Mali : The center more and more dangerous for State workers

Regularly victims of assassination and often kidnapping, officials and traditional authorities became, overnight, the privileged targets of terrorists in central Mali.

“It is no longer a matter of giving information to anyone. Here, from now on we are the ones hiding and the terrorists are walking around without bother” this civil servant said in a placid voice, reached by telephone 24 hours after the assassination of Amadou Diallo, first councilor of the village chief of Mougnakana, in the commune of Mondoro. The man was coldly killed down at his home on Sunday May 28 by terrorists. Its executioners, assure local sources, “had come with open face and left calmly.”

Such scenes, there have been several ones in the center of Mali, almost abandoned by the Malian authorities in favor of the Kaatibat of Amadou Kouffa. “Since 2015, Islamists have executed 40 men in detention including village leaders and local officials”, Human Rights Watch’s West Africa director said this week. Adding that some were murdered in front of their own families”.

People who are suspected of being close to the state are identified and murdered, the “symbols of the West” such as the school destroyed. “Here, only teachers and nurses remain.

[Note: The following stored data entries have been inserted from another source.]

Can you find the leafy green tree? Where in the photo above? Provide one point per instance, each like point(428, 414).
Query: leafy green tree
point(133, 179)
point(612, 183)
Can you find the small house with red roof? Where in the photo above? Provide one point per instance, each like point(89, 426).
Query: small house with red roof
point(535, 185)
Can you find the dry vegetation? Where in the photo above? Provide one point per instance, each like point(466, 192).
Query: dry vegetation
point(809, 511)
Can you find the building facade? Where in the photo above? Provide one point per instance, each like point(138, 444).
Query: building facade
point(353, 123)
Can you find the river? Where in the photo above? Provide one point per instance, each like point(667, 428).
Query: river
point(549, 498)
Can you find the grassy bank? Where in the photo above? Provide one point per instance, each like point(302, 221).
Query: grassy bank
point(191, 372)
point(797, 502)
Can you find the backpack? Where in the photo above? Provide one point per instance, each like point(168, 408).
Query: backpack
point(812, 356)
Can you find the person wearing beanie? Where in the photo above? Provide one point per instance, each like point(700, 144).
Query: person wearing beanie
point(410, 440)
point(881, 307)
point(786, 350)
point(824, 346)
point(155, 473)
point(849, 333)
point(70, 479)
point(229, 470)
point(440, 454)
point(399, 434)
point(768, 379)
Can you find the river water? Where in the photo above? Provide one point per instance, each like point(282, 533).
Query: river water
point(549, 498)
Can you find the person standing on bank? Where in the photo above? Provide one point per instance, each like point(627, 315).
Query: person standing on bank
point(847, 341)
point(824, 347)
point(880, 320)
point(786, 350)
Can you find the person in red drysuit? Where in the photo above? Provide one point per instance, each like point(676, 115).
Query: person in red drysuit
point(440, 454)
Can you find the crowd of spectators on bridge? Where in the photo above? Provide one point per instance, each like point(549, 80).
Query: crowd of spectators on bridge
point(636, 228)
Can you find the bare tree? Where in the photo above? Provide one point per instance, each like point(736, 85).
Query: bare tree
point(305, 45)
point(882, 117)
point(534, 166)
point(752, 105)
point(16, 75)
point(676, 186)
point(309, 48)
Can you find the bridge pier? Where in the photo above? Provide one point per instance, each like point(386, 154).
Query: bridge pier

The prefect and the sub-prefects left a long time ago”, testifies a teacher in Youwarou who “cannot take the risk of being quoted”. He adds that all the schools in the area are closed except in the city of Youwarou alone.

But there too, teachers admit that they still remain with a big fright in the belly. According to the Integrated Security Plan for Central Regions prepared last February by the Malian Ministry of Security, only two units of the National Guard platoon and the Territorial Brigade are on site in Youwarou.

Today, most administrators in remote areas have abandoned their positions. “We cannot count on anyone, we are surrounded”, said this administrator. Five days ago, the school of Sah, 45km from Youwarou, was burned down by the new masters of the place. In the area, transporters are regularly stopped to check if there are officials in the vehicles, ensure many inhabitants.

For example, an agent of the National Institute for Social Welfare (INPS), Amadou Ndjoum, was abducted on 26 April and is still in the hands of his captors. It is this situation feared by this elected official who has returned to Bamako since the assassination, within two weeks, of the mayors of Mondoro and Boni last January: “it is completely a purge against officials.”